Italy stands in full solidarity with Germany after the Russian hybrid attack in Leipzig.
The security of our Allies is the security of us all. Attempts to intimidate us or to drive a wedge between Allies will not succeed: hybrid actions against any one of us are a matter of…
— Giorgia Meloni (@GiorgiaMeloni) September 1, 2026
Tajani: “Alla Russia non conviene attaccarci”
Il ministro degli Esteri, Antonio Tajani, definisce “inaccettabili” gli attacchi russi alla Germania e annuncia “la solidarietà italiana” e una “reazione uniti dell’Europa”. “L’Italia insieme a tutta l’Europa è solidale con la Germania per questo attacco ibrido ricevuto. Reagiremo sempre con grande serietà per impedire che ci possano essere influenze da parte della Federazione Russa nei confronti delle decisioni che ci sono nei paesi europei”, ha affermato il titolare della Farnesina al suo arrivo a Wicklow dove si tiene la riunione informale dei ministri degli Esteri dell’Ue.
“Quindi i rischi continuano a esserci, risponderemo uniti, reagiremo rimanendo a fianco anche dei paesi che vengono colpiti direttamente”, ha spiegato. “Anche noi abbiamo avuto degli attacchi cibernetici diversi da quelli che sono stati a Lipsia, attacchi cibernetici. Però l’unità dell’Europa è fondamentale. È inaccettabile che accadano cose come quelle che sono accadute in Germania. E questo deve farci comprendere che l’unità dell’Europa è fondamentale”, ha evidenziato ancora Tajani.

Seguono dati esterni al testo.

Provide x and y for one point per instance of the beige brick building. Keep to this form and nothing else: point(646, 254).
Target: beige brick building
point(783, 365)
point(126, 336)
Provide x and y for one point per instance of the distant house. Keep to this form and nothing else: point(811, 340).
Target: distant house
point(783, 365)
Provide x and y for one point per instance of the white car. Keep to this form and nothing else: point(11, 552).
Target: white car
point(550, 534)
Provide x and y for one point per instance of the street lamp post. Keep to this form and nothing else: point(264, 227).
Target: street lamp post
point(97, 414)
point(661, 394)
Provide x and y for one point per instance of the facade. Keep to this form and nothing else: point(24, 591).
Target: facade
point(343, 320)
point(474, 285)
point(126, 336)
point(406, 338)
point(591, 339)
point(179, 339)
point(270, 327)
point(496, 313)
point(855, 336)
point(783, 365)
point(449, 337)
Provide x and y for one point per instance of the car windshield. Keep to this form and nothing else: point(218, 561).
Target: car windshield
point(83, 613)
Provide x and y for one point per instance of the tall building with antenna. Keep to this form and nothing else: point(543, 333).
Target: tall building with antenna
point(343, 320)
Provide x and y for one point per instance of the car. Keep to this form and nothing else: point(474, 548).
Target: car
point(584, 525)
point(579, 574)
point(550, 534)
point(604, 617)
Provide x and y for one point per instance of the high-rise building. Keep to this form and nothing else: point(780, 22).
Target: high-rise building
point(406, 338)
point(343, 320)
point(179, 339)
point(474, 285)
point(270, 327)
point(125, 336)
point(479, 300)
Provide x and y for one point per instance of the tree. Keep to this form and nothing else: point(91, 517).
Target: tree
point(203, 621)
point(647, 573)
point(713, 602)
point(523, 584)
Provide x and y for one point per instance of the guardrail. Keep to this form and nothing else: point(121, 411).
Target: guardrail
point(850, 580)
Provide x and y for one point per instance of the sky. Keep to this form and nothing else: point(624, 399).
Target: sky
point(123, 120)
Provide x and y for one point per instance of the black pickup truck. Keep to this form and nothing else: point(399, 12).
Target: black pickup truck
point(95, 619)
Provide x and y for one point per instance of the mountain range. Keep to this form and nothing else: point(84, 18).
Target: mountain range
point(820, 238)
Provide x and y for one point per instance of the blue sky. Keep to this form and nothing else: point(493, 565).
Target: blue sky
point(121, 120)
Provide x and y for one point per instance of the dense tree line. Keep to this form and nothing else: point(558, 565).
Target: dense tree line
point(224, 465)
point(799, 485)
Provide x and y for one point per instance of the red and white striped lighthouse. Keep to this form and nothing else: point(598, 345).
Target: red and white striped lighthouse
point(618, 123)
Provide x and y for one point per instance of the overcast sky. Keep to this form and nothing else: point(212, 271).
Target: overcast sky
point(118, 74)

“La Germania può contare sulla vicinanza dell’Italia. Le cose che sono accadute in Germania sono estremamente gravi ma non bisogna neanche pensare che possa esserci un attacco militare. Non credo che la Russia, al di là delle provocazioni, al di là di questi attacchi ibridi, possa fare qualcosa contro l’Europa. Dobbiamo vigilare, non sottovalutare i rischi, ma sappiamo bene che la Russia valuta la forza dell’Occidente, non credo che convenga a Mosca attaccare l’Occidente perché ne uscirebbe sconfitta”.